On 1 May 2016 at 17:04, Jakub Hrozek jhrozek@redhat.com wrote:
On 30 Apr 2016, at 10:28, Patrick Coleman patrick.coleman@meraki.com wrote: On 29 Apr 2016 9:10 pm, "Lukas Slebodnik" lslebodn@redhat.com wrote:
Do you meand IO related load or CPU related load?
Lots of both, but we're typically IO bound more of the time.
If there is issue with CPU then you can mount sssd cache to tmpfs to avoid such issues. (there are plans to improve it in 1.14)
Cool, I'll give that a go.
Alternatively, increase the 'timeout' option in sssd's sections..
I appreciate the advice, thankyou. I've put /var/lib/sss on to a tmpfs filesystem on a couple of loaded machines and seen what I believe to be improvements - it's a little too early to say, but I'll report back once I have a wider deployment.
I did want to feed back a little of our research into this issue. If we strace the sssd_be subprocess on a loaded machine, we see it sitting in msync() and fdatasync() for periods of up to 7.3 seconds in one test. This is perhaps expected, given the machine is under heavy IO load, but sssd makes a *lot* of these calls.
In a 7m 49.985s test (this is as long as the sssd_be process lasts before it is killed by the parent for not replying to ping) on a machine with moderate disk load and no new interactive logins, sssd made 232 *sync calls. The median syscall takes only 67ms, but the maximum is more than seven seconds - in the eight minute test sssd spent 1m 00.044s in *sync system calls.
My (naive) analysis here is that the backend process is spending 13% of its time unavailable to service account queries, because it's doing cache maintenance. This seems to rather defeat the point of having a cache... are my assumptions correct here?

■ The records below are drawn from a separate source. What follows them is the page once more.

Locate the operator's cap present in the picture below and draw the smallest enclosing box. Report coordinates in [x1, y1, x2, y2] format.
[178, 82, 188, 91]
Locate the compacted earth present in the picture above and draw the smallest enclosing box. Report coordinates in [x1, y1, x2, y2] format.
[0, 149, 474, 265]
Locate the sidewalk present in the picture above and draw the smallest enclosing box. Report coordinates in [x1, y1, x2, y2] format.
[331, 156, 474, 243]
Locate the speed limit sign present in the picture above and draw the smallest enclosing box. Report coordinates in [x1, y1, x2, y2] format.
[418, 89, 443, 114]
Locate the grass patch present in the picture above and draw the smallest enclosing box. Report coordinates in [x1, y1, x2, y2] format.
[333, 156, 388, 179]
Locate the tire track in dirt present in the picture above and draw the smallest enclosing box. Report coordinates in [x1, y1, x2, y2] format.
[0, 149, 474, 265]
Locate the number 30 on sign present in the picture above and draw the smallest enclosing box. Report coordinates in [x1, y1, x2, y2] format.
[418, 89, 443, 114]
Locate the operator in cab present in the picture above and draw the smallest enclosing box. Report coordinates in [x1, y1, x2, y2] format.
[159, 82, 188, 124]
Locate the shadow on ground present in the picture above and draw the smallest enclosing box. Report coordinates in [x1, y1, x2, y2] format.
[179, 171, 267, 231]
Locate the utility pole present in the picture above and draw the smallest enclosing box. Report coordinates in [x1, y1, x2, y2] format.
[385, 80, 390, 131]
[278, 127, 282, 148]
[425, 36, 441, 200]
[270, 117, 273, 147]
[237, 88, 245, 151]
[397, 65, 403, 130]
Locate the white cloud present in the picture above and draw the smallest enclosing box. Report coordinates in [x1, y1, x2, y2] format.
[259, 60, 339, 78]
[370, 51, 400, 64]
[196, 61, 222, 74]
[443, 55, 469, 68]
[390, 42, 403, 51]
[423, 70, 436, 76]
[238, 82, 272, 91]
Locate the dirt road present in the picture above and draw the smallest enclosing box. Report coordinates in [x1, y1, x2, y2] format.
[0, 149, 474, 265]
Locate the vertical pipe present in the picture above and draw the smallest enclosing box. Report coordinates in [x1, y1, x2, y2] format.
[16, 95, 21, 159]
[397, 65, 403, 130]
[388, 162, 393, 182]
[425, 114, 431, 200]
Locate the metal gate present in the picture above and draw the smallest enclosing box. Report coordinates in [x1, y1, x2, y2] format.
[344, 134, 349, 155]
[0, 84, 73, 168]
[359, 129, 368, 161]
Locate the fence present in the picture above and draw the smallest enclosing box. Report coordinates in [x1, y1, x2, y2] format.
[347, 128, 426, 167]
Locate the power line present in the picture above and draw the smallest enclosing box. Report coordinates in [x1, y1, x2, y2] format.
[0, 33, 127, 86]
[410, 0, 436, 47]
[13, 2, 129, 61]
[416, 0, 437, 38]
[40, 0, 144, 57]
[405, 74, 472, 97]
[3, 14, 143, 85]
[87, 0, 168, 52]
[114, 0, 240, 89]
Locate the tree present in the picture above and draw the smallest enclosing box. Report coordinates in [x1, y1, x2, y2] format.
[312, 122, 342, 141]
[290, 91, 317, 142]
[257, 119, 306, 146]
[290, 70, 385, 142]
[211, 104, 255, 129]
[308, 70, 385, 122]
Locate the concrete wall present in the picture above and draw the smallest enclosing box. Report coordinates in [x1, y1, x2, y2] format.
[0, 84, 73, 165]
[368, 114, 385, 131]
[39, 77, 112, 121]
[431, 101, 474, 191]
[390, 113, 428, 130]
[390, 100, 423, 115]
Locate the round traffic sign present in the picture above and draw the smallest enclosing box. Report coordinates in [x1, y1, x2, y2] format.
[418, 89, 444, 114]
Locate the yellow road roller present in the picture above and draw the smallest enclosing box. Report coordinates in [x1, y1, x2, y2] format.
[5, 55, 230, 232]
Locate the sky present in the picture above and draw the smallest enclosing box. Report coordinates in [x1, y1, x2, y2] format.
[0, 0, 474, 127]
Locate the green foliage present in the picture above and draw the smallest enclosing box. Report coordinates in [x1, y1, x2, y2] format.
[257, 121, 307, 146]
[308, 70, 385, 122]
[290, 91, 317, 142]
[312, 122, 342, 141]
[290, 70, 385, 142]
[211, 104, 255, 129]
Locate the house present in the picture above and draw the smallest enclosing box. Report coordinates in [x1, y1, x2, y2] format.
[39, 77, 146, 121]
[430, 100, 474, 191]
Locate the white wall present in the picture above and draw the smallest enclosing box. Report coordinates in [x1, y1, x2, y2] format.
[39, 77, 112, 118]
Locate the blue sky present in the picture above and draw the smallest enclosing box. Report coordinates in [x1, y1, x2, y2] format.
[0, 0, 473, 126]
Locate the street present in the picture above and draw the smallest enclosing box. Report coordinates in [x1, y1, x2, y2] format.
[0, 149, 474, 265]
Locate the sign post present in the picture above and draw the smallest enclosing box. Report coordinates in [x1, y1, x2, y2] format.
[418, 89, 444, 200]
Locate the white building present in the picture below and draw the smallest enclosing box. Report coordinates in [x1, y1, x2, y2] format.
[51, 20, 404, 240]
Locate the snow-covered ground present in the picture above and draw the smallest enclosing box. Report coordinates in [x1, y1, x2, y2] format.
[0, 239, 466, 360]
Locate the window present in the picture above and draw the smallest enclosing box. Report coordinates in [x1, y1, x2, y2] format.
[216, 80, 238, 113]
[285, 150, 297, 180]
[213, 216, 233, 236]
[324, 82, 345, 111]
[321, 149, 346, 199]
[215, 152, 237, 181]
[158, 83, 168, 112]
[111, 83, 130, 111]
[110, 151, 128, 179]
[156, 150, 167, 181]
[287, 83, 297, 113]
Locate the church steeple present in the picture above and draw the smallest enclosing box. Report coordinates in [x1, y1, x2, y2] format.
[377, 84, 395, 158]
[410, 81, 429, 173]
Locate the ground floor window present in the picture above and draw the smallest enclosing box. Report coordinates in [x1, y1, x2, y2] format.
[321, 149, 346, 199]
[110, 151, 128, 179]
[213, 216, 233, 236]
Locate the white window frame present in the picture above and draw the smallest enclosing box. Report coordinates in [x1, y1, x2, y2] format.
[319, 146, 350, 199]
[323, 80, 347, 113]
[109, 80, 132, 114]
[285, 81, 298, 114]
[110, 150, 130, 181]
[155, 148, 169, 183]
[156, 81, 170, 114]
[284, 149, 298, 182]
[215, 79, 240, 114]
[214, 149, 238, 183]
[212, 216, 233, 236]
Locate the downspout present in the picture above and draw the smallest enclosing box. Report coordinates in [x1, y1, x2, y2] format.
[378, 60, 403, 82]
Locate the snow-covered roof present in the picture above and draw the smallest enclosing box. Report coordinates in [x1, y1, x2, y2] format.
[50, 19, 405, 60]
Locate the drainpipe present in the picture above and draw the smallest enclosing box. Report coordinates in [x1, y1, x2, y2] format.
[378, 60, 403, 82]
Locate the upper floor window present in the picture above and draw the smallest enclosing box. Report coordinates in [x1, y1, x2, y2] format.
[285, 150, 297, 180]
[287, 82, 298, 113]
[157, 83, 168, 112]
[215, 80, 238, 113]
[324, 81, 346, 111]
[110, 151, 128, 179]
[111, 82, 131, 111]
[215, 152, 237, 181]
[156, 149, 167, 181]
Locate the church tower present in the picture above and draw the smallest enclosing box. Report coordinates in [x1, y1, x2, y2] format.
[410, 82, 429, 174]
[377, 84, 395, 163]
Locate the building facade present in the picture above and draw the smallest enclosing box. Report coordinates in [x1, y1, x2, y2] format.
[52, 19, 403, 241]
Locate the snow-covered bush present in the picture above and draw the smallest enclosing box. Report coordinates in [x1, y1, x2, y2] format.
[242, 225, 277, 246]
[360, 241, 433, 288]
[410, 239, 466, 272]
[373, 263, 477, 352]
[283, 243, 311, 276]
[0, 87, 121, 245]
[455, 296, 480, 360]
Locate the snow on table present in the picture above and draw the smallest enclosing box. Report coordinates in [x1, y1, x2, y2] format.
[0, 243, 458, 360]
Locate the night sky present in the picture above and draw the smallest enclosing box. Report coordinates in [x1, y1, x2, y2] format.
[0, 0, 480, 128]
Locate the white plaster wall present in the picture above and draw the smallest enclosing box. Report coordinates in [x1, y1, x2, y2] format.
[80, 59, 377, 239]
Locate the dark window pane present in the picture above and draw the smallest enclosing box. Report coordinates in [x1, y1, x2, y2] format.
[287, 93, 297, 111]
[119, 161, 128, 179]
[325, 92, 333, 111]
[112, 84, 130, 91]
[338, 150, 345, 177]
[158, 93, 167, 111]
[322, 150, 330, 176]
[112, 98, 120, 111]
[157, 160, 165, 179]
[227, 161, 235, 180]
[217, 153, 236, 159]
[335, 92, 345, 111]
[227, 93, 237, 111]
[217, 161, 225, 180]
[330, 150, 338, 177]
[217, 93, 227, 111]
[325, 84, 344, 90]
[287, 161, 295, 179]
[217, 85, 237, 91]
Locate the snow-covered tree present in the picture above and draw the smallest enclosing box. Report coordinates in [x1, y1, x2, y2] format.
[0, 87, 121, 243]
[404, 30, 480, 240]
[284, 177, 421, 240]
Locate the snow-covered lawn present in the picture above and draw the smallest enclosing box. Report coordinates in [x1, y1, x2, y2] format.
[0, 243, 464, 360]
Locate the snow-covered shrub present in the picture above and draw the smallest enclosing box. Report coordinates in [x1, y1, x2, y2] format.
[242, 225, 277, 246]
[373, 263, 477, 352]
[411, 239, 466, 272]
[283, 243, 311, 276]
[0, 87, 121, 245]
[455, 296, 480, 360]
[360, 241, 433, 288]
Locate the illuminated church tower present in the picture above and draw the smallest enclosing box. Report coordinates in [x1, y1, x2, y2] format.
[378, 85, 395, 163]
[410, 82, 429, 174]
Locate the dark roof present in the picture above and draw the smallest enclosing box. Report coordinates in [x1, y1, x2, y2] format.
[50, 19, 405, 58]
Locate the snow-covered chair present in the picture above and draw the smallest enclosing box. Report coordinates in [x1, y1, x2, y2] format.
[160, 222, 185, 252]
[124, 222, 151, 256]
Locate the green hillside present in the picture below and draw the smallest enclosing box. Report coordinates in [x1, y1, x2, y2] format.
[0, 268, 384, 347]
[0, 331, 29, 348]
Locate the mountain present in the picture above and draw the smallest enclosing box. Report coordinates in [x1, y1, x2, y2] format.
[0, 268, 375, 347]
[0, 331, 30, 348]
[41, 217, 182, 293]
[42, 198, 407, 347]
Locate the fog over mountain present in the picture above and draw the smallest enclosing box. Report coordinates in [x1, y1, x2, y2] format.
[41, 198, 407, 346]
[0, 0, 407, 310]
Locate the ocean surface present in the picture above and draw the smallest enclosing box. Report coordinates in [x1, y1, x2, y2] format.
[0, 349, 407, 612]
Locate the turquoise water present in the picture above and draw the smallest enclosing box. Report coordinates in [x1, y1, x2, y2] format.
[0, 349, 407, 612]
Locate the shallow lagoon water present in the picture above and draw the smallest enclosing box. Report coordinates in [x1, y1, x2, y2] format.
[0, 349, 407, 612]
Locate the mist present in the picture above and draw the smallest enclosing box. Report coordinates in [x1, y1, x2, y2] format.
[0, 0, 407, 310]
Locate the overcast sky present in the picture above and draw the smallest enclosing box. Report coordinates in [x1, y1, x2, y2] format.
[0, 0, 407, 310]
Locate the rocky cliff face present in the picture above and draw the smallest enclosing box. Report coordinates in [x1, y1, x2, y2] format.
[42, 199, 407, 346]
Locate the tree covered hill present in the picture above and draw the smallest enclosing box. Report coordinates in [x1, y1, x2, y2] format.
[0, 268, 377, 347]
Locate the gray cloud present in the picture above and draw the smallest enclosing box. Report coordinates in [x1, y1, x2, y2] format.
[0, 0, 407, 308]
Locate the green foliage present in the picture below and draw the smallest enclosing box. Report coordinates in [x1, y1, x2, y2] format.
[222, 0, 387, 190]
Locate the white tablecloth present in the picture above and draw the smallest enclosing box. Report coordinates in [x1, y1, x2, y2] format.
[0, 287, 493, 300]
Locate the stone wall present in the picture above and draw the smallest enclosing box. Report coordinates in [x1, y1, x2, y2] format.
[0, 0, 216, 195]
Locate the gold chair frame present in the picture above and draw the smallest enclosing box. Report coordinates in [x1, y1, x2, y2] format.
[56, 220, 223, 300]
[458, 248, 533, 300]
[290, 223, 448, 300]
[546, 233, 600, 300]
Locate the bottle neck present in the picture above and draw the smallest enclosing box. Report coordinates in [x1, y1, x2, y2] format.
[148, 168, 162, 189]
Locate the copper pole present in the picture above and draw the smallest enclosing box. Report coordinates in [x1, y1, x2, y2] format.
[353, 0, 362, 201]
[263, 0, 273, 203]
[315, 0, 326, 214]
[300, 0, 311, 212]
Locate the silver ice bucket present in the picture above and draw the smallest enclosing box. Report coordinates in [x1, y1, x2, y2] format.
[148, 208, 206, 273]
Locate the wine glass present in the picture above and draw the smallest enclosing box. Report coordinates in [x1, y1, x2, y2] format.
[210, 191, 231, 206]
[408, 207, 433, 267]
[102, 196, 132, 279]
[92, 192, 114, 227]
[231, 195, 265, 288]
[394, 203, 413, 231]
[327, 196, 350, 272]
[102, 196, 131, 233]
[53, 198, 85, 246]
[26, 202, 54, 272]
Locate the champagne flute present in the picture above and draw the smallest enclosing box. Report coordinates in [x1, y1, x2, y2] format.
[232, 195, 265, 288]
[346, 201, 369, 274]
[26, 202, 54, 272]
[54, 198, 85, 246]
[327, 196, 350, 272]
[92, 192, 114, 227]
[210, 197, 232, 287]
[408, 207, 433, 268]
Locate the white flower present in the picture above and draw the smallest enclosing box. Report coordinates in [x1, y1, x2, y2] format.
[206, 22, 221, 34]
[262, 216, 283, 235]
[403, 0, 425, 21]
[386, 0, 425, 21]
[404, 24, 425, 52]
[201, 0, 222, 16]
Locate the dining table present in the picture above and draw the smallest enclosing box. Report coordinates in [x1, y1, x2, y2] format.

I'm happy to send the strace log (and any other data) to interested parties off-list, just let me know.
In an attempt to improve this behaviour, in addition to a tmpfs for /var/lib/sss I've also just added the following to the nss and pam stanzas in the config:
memcache_timeout = 1800 entry_cache_timeout = 1800
...the idea being they will respond from their own cache without contacting the backend, which may be busy per the above. Is this reasonable?
Cheers,
Patrick
On Tue, May 03, 2016 at 03:52:03PM +0100, Patrick Coleman wrote:
On 1 May 2016 at 17:04, Jakub Hrozek jhrozek@redhat.com wrote:
On 30 Apr 2016, at 10:28, Patrick Coleman patrick.coleman@meraki.com wrote: On 29 Apr 2016 9:10 pm, "Lukas Slebodnik" lslebodn@redhat.com wrote:
Do you meand IO related load or CPU related load?
Lots of both, but we're typically IO bound more of the time.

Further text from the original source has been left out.